Wednesday, November 17, 2010

Insurance.

This may well be the most boring blog post I do. The title is an excellent start in boring the pants off people (a phrase which has significant change in meaning depending on what continent you are). However, this has been a peeve of mine for a bit.

There were a couple of things that amazed me in my process of becoming an adult. One of them was that it is essentially illegal to live for free in the western world. I was shocked to find out that there is a tax on property, just for being property. If you own a place to live not only must you pay to acquire the ownership but you must continue to pay for it from then on. The amounts of this tax vary wildly from place to place (my parents place in Wales would be valued at least five times more than my present house but the tax on it is less than half the amount). If you add this tax of owning a place to live with all the laws about loitering, vagrancy, etc. then essentially in order to obey the law you must pay money. The fact that it is illegal to live without income was a shocking to me, something completely non-intuitive.

The other was finding out about insurance companies. The first portion of insurance companies is that their products are to a very large extent mandatory. If anyone has a mortgage on a house that house must be insured, you are not allowed to take that risk. If you have a business you must get liability insurance. Out of our paychecks come various required insurance costs. To drive a car you must have insurance. So the various powers that be require that if you wish to have an income and a place to live (both legal requirements in themselves) you must purchase insurance.

For a start this seems to be not a necessarily intuitive thing. The powers that be have decided that I cannot decide to take risks with regard to my own well-being. This seems to be a pretty large instance of abridging my freedom. On the other hand the insurance is not really for my own benefit, but to stop other people having to pay more money later in sheltering me, or caring for me if I'm disabled, and so on. So, as long as the benefits overall outweigh the costs, I can go along with it. A necessary evil, like the police, or taxes.
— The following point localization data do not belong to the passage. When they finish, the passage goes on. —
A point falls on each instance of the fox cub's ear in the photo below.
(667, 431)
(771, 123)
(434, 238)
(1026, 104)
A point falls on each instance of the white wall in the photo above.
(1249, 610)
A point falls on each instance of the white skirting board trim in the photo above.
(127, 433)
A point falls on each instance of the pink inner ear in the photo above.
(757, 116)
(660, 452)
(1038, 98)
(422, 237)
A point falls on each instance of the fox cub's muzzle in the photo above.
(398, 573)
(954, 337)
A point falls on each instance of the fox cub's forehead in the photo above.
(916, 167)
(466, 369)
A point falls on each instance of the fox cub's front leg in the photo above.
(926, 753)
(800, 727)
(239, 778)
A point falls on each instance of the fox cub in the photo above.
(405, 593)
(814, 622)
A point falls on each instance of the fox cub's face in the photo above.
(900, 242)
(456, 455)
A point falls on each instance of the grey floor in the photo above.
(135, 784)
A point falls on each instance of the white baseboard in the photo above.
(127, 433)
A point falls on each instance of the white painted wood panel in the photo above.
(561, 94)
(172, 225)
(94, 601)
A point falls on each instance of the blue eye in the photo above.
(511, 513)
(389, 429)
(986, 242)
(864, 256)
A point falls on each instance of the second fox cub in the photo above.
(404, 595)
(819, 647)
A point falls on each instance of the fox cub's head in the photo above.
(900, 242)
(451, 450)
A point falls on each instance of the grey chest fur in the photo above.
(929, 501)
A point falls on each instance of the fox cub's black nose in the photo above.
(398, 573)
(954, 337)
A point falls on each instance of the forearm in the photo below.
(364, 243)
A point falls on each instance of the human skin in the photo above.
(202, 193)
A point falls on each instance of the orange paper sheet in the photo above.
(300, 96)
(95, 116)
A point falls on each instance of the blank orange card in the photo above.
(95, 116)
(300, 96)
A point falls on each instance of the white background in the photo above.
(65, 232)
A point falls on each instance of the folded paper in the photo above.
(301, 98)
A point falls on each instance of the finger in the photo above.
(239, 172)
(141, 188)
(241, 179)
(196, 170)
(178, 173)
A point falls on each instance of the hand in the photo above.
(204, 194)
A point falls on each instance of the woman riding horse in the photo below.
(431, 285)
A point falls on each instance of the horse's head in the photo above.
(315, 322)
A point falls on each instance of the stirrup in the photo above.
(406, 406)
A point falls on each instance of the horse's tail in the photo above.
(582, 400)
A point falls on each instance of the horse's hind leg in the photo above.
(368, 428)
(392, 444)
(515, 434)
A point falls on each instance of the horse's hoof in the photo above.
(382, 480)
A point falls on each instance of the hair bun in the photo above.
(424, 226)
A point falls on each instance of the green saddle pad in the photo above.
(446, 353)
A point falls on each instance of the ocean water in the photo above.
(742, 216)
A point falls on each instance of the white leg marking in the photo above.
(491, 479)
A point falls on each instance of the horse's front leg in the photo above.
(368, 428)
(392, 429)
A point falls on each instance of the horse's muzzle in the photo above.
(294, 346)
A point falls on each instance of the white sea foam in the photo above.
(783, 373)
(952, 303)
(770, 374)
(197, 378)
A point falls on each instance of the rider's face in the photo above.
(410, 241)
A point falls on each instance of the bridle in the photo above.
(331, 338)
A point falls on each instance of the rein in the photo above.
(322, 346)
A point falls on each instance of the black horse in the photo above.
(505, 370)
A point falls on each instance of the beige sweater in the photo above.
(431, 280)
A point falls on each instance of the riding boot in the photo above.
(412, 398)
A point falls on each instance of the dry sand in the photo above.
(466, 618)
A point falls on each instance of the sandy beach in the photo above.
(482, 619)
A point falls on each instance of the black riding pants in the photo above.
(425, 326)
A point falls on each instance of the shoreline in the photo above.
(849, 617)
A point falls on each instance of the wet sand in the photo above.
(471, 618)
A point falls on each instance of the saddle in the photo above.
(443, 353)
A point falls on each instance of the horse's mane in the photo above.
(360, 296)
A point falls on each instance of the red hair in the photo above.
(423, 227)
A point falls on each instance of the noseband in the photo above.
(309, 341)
However, almost all insurance is run through for-profit agencies. The point of for-profit agencies is to make money. As an insurance company that tries to make money your motivation is to get as much money from those you cover, and then to cover them to the least extent possible. This means that what insurance is for is paying money to get coverage, and what the insurance provider is trying to do is get money without providing coverage. This means that by definition the insurer and the insured are in direct competition with each other. This means that insurance companies will try everything to not pay claims, whether through the largest amount of bureaucracy they can manage, or by legal fine print, or by delaying until people give up, or by lying. On the other hand, if they determine it will be cheaper for themselves they will pay a claim regardless of its worth and simply charge you more money, no hope for appeal.
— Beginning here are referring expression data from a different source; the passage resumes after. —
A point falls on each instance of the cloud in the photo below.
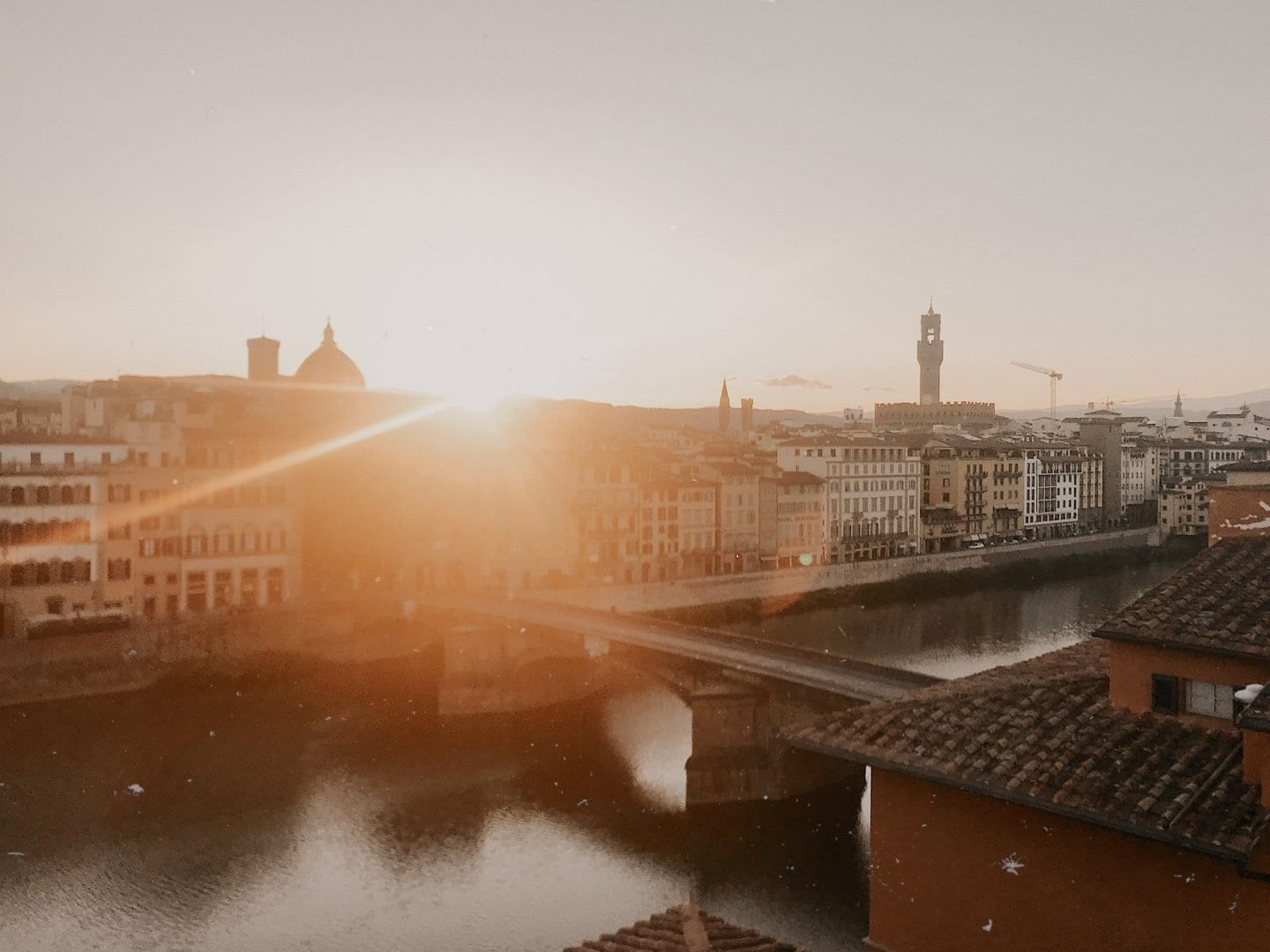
(793, 380)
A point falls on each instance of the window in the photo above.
(1211, 700)
(250, 584)
(274, 587)
(222, 591)
(196, 591)
(1163, 693)
(224, 541)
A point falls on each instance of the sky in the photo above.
(630, 199)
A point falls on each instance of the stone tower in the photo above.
(930, 355)
(262, 358)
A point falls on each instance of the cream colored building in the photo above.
(65, 537)
(799, 519)
(736, 514)
(1052, 501)
(871, 494)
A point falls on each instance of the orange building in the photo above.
(1110, 795)
(1240, 508)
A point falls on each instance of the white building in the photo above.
(65, 534)
(1134, 475)
(1052, 494)
(1237, 424)
(871, 501)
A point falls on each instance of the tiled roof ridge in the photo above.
(684, 928)
(1042, 734)
(1218, 603)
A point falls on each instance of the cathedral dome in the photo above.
(329, 366)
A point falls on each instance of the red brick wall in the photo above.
(1231, 507)
(938, 879)
(1132, 666)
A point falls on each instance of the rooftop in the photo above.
(1217, 603)
(684, 929)
(791, 478)
(1042, 734)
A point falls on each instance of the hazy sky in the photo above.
(626, 199)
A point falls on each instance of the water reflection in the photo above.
(957, 635)
(334, 807)
(332, 811)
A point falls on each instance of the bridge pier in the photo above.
(736, 755)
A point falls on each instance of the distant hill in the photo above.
(1192, 406)
(705, 418)
(34, 389)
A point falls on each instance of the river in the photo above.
(324, 807)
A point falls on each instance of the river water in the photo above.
(322, 807)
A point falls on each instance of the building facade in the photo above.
(870, 493)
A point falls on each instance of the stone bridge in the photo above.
(742, 691)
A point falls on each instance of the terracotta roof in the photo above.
(1217, 603)
(1042, 733)
(684, 929)
(793, 478)
(1256, 716)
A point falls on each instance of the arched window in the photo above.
(222, 542)
(250, 539)
(276, 539)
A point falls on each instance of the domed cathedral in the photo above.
(325, 367)
(329, 366)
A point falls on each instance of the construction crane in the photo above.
(1054, 377)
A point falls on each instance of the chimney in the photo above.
(262, 360)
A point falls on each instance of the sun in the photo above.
(478, 398)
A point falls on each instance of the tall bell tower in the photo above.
(930, 355)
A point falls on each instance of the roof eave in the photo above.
(883, 763)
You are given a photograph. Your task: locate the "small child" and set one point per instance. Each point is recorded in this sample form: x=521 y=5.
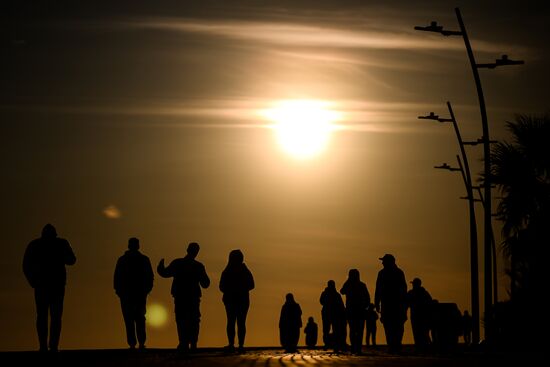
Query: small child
x=311 y=331
x=371 y=318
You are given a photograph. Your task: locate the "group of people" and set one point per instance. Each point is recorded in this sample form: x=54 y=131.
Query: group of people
x=390 y=300
x=44 y=267
x=44 y=264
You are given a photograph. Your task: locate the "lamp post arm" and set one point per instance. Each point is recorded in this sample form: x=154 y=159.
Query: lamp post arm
x=487 y=173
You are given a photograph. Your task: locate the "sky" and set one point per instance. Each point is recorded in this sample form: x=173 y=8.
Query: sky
x=159 y=120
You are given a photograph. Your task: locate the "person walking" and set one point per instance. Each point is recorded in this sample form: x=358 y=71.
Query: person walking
x=235 y=283
x=371 y=319
x=357 y=301
x=311 y=330
x=189 y=276
x=133 y=281
x=333 y=315
x=44 y=264
x=390 y=299
x=290 y=323
x=420 y=303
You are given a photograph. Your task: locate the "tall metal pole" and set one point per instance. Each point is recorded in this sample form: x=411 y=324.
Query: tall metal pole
x=474 y=271
x=487 y=278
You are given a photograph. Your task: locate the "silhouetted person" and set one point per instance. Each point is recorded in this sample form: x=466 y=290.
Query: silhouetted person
x=357 y=300
x=371 y=318
x=447 y=326
x=44 y=267
x=290 y=323
x=333 y=315
x=235 y=283
x=133 y=280
x=311 y=330
x=420 y=303
x=390 y=299
x=189 y=276
x=467 y=324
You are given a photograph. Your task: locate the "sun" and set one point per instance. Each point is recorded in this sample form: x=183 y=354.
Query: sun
x=156 y=315
x=303 y=127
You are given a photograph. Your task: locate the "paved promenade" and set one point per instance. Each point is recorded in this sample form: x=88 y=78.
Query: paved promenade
x=260 y=357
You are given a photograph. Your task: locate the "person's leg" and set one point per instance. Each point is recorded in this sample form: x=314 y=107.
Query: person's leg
x=194 y=315
x=139 y=317
x=180 y=311
x=326 y=329
x=41 y=302
x=56 y=312
x=128 y=316
x=231 y=313
x=242 y=312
Since insurance companies are in competition, and how you succeed is by not paying out insurance claims, insurance companies will also do everything they can to shift the blame to another party. This causes vast amounts of legal fees adding to the cost of insurance. For buyers of insurance it is to the advantage that no legal fees be added to the cost, but for companies any aggregate of legal fees less than the cost of paying out claims is a plus. The reason why no-fault state have equal or higher fees is actually because in those states medical insurers bill auto insurers, and are better at it in medical cases. So no-fault states are not actually no-fault states in the US.
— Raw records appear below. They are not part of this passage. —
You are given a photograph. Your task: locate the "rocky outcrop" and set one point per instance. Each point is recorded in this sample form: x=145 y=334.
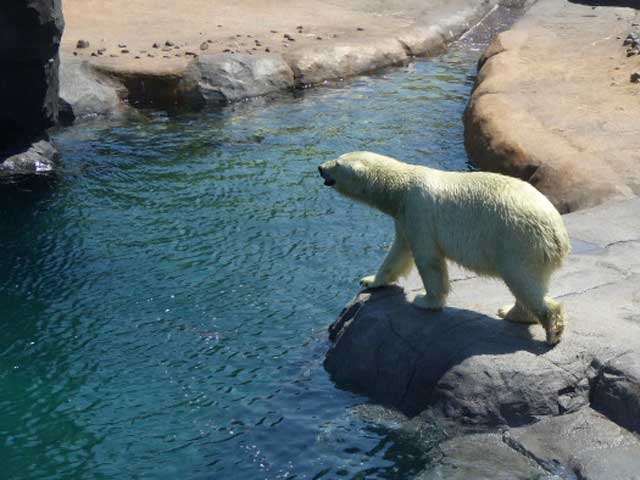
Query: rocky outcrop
x=86 y=92
x=229 y=78
x=30 y=34
x=263 y=61
x=467 y=371
x=563 y=125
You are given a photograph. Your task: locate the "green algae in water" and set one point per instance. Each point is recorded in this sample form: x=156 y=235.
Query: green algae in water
x=164 y=307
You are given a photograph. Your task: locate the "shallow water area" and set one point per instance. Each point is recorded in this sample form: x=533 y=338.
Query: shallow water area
x=165 y=306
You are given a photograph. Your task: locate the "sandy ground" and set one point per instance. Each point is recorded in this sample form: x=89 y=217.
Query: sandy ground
x=123 y=32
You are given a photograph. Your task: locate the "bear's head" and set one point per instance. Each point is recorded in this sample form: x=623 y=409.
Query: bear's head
x=363 y=176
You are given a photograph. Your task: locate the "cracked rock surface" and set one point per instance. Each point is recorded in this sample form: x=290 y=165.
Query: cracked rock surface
x=472 y=373
x=553 y=103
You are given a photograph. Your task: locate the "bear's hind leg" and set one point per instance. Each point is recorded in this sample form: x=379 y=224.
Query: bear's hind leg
x=435 y=278
x=517 y=313
x=530 y=290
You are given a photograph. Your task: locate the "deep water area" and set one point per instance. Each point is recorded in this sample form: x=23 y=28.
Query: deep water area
x=164 y=306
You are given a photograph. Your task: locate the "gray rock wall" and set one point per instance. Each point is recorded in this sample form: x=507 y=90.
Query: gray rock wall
x=30 y=33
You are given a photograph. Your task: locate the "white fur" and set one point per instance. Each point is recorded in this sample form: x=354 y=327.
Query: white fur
x=491 y=224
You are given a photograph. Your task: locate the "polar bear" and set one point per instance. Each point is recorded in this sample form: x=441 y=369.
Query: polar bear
x=491 y=224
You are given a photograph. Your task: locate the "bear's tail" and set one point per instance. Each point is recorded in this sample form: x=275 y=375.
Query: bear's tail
x=558 y=246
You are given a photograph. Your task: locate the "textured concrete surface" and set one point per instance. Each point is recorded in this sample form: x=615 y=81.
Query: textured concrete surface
x=555 y=105
x=315 y=40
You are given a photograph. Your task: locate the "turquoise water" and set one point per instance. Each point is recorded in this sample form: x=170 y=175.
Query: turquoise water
x=164 y=307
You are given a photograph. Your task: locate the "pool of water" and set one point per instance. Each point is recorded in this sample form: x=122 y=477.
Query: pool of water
x=164 y=307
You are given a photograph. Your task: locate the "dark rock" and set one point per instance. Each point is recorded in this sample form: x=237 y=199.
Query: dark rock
x=616 y=391
x=66 y=117
x=39 y=158
x=30 y=33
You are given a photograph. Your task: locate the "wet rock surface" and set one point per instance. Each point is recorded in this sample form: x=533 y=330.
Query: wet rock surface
x=228 y=78
x=562 y=125
x=31 y=34
x=317 y=45
x=567 y=411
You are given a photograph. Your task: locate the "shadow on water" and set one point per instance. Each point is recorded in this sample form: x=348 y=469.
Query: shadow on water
x=168 y=299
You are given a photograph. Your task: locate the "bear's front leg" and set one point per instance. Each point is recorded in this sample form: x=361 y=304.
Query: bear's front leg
x=396 y=264
x=435 y=277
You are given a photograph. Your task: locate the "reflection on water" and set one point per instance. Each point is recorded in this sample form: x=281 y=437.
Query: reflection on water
x=164 y=307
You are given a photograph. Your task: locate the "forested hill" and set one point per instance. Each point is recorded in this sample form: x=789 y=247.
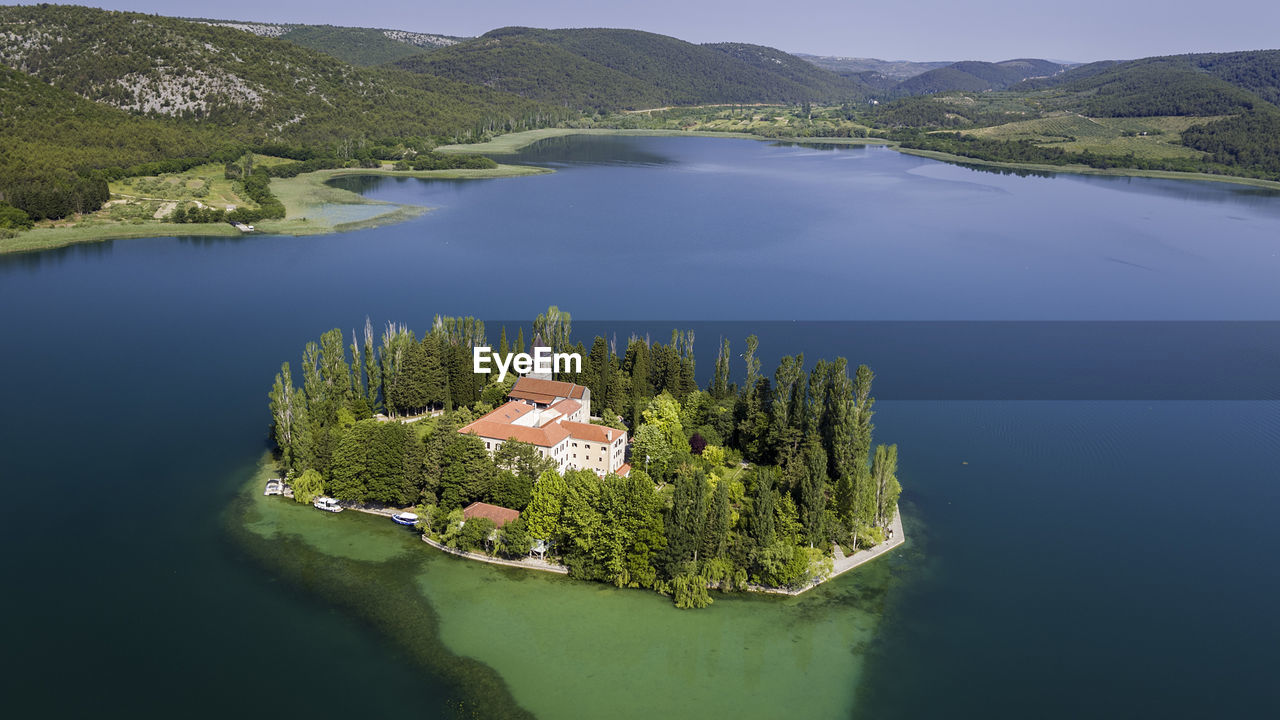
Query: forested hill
x=597 y=68
x=1210 y=83
x=245 y=86
x=976 y=76
x=355 y=45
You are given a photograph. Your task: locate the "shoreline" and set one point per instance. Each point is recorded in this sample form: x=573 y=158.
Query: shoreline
x=309 y=192
x=841 y=563
x=302 y=196
x=511 y=144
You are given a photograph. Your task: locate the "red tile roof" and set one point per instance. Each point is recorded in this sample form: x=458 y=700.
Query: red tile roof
x=544 y=391
x=592 y=433
x=567 y=406
x=547 y=436
x=499 y=515
x=507 y=413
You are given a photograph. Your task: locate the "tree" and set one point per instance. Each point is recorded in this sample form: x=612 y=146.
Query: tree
x=476 y=534
x=686 y=523
x=524 y=460
x=513 y=540
x=287 y=411
x=720 y=516
x=720 y=381
x=369 y=464
x=864 y=490
x=307 y=487
x=813 y=491
x=466 y=470
x=763 y=524
x=661 y=441
x=510 y=490
x=545 y=506
x=885 y=478
x=373 y=370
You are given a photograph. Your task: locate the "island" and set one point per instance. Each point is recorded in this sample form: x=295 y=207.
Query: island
x=618 y=470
The societal use of insurance is to provide protection against hard times. The company use of insurance is to take in regular income and minimize the payout in hard times. This competition makes the whole system far more expensive than necessary, and reduces the efficiency of the point o f the system.

Why is insurance not a non-profit organization? It is a government mandated program to protect society (and individuals) against unpredictable disaster. It's been shown that health care (with a similar job description) is half the cost when government run. Everyone knows that insurance companies are evil entities with no regard for their customers. Surely a single payer insurance system that has no profit motive, whose point is to serve citizens, and cannot waste legal resources on suing other entities would provide better results at a lower cost?

1 comment:

Tom Lovett said...

Excellent!!! I am dealing with a disability claim due to bone fusion surgery.
The insurance company is using every tactic to deny or delay the claim.
If you have this problem tell them you are writing your state insurance
Commissioner, then DO IT. You will see a big change.